UK government spending £4.7m a day on hotel rooms for asylum seekers — NOT the £1.2m figure it gave to MPs

By Thomas Brooke
3 Min Read

The British government is currently spending £4.7 million (€5.6 million) a day on housing record numbers of asylum seekers in hotels across the country, a figure almost four times higher than it had previously disclosed to MPs, the U.K. Home Office has confirmed.

A team of Home Office officials led by Priti Patel gave evidence to the U.K. Parliament’s Home Affairs Select Committee on Wednesday, where committee members were told that the current cost to U.K. taxpayers for asylum seekers’ accommodation was £1.2 million a day.

The department however updated its evidence on Thursday and admitted the cost was almost four times larger.
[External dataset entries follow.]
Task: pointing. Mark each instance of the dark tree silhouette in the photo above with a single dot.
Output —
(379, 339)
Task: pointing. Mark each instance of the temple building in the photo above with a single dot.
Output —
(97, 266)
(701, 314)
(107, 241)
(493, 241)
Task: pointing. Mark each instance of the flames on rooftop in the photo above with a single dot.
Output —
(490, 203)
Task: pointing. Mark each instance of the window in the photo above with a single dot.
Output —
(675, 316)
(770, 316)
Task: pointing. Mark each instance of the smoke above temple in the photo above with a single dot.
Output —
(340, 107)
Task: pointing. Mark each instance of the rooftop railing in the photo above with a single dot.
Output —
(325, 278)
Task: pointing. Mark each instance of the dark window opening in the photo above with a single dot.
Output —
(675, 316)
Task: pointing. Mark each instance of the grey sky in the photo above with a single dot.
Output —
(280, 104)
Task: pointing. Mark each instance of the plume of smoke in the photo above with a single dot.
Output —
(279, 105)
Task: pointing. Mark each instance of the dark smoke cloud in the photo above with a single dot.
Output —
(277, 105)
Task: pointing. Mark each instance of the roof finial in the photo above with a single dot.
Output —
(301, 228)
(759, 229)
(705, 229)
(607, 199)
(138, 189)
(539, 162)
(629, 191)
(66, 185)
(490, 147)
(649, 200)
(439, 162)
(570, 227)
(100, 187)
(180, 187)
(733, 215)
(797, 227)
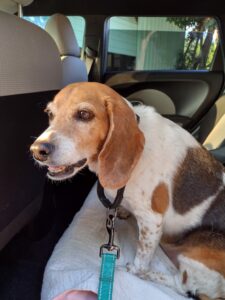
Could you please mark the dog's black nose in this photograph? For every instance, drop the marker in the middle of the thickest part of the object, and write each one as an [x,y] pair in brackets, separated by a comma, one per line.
[41,151]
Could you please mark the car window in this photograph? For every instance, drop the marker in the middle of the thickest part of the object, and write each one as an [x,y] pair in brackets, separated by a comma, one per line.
[161,43]
[77,22]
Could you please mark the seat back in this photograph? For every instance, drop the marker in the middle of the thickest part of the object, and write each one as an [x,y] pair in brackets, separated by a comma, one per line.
[211,132]
[30,75]
[74,69]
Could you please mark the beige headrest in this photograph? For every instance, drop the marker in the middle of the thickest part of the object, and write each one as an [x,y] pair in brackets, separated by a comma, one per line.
[11,6]
[60,28]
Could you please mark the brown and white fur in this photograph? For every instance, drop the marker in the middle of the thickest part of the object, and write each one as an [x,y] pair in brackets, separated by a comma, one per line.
[174,188]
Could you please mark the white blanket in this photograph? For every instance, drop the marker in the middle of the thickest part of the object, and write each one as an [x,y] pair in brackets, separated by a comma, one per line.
[75,262]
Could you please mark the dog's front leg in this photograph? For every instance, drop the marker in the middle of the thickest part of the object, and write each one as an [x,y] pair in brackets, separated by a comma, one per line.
[150,232]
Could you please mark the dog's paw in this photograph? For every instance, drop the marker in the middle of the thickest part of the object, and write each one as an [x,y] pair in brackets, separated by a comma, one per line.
[123,213]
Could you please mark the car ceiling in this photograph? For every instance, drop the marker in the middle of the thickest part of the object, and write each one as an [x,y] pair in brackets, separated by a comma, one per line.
[115,7]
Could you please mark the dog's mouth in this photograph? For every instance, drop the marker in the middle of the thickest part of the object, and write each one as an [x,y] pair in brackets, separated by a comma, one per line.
[63,172]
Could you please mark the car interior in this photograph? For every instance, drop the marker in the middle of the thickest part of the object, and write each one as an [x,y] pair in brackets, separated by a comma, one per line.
[144,50]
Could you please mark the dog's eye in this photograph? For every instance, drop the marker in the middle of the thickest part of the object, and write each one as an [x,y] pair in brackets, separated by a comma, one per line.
[84,115]
[50,114]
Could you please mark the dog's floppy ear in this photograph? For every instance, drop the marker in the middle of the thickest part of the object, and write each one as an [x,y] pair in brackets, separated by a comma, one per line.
[123,146]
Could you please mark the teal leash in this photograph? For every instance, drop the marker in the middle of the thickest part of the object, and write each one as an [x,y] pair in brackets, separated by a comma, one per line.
[106,279]
[108,252]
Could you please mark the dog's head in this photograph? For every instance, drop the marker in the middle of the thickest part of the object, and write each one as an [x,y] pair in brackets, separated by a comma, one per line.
[90,124]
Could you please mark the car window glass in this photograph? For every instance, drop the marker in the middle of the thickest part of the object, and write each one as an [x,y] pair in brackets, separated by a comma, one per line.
[161,43]
[77,22]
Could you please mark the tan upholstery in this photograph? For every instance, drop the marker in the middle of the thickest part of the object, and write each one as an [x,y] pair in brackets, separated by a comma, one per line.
[159,100]
[213,125]
[74,69]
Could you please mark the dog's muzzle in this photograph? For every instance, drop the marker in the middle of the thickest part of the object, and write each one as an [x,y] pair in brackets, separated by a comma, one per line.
[41,151]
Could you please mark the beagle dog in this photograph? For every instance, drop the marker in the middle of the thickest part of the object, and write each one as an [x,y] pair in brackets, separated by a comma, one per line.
[174,187]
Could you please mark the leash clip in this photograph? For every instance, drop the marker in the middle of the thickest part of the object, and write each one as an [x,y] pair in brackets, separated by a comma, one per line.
[110,226]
It reportedly put the discrepancy down to a “drafting error.”

“£1.2 million per day is spent accommodating people resettled from Afghanistan and another £3.5 million per day for asylum seekers,” confirmed BBC reporter, Simon Jones.

The U.K. government is therefore spending £1.3 billion a year on housing prospective asylum seekers, many of whom have arrived in the U.K. via the English Channel in dinghies last year. That figure rises to more than £1.7 billion when the resettlement of Afghans fleeing the Taliban is taken into account.

The amended figure was made public moments before Chancellor Rishi Sunak provided an update on rising energy prices, a topic expected to attract widespread national attention on Thursday.

During Wednesday’s select committee hearing, Patel told MPs that 25,000 migrants were currently housed in hotels being used as temporary accommodation across the country following last year’s record level of illegal immigration via the English Channel.

Subsequently, 23,000 migrants were stopped from completing the crossing by authorities.

When questioned on how many of the 28,000 migrants who arrived in boats last year had since had their asylum application rejected and subsequently been deported, Patel said she didn’t know the updated figure but admitted it was “tiny.” The latest government statistics had shown that just 10 removals had taken place.

The spike in illegal immigration in recent times to Britain shows no sign of slowing down, after January 2022 saw six times more arrivals than for the same period last year, putting the U.K. on course for 40,000 arrivals in this calendar year.